Execution Model Comparison Matrix

Model Overview Key Verification Question Conflict Focus
STP Automated order routing Who are liquidity providers? Requote policy? Commercial terms with LPs
ECN Electronic network matching Venue identity and fee structure Fairness of liquidity access
Market maker Firm is counterparty Principal disclosure? Hedging policy? Inventory position vs client orders

Applying the Framework to Multiple Providers

For educational comparison, construct a matrix with 15 criteria as rows and providers as columns. Score each cell Pass / Fail / Inconclusive / N/A. This visual structure reduces cognitive bias from recent contact or polished interfaces.

Suggested weighting:

  • Critical (must pass): 1, 2, 4, 11 — authorisation, warnings, segregation, withdrawal access;
  • Important (should pass): 3, 5, 8, 9, 12, 14, 15 — transparency, execution, costs, complaints, conflicts, track record, marketing;
  • Supplementary (fit assessment): 6, 7, 10, 13 — financial health, product governance, data protection, capital.

Pre-Engagement Checklist

  • Positive FCA Register match completed
  • Warning List and clone warnings screened — no match
  • Legal entity name and address verified across three independent sources
  • Fee schedule and cost disclosure obtained in writing
  • Terms reviewed — segregation and withdrawal clauses
  • Complaints procedure and FOS access confirmed
  • Conflicts of interest policy reviewed
  • Execution model (STP/ECN/market maker) understood
  • Product risk documentation (KID) received
  • No pressure tactics or unrealistic claims observed
  • Verification dossier documented

Framework Limitations

This framework evaluates provider integrity and regulatory compliance — not personal product suitability. All fifteen criteria may pass while a product remains inappropriate for your experience level. Regulatory compliance does not eliminate market risk.

Clone websites impersonating authorised firms cannot be detected with certainty through register checks alone. Criterion 2 and independent domain verification are essential complements.

Conclusion

Fifteen criteria translate regulatory principles into a consumer-operable evaluation system.
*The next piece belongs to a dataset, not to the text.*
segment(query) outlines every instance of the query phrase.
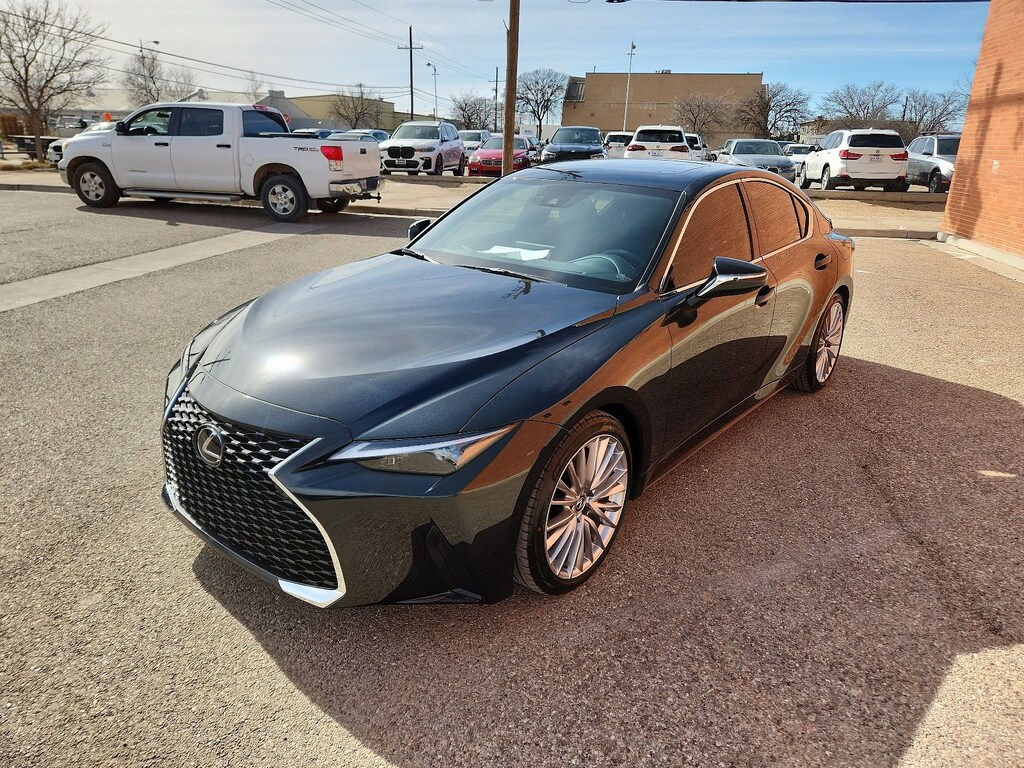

Authorisation, client asset segregation, execution transparency, withdrawal access, and complaints mechanisms — assessed systematically — reduce dependence on marketing narratives. Combined with the FCA Register methodology in our verification guide and the regulatory context in Understanding Financial Regulation, structured evaluation becomes an accessible financial literacy practice for UK consumers.

Disclaimer: This framework is educational material published by Sterling Capital Hub Ltd. It does not recommend any broker, platform, or financial product. Criteria and regulatory requirements evolve — confirm current rules with the FCA and MoneyHelper. This is not financial, legal, or tax advice.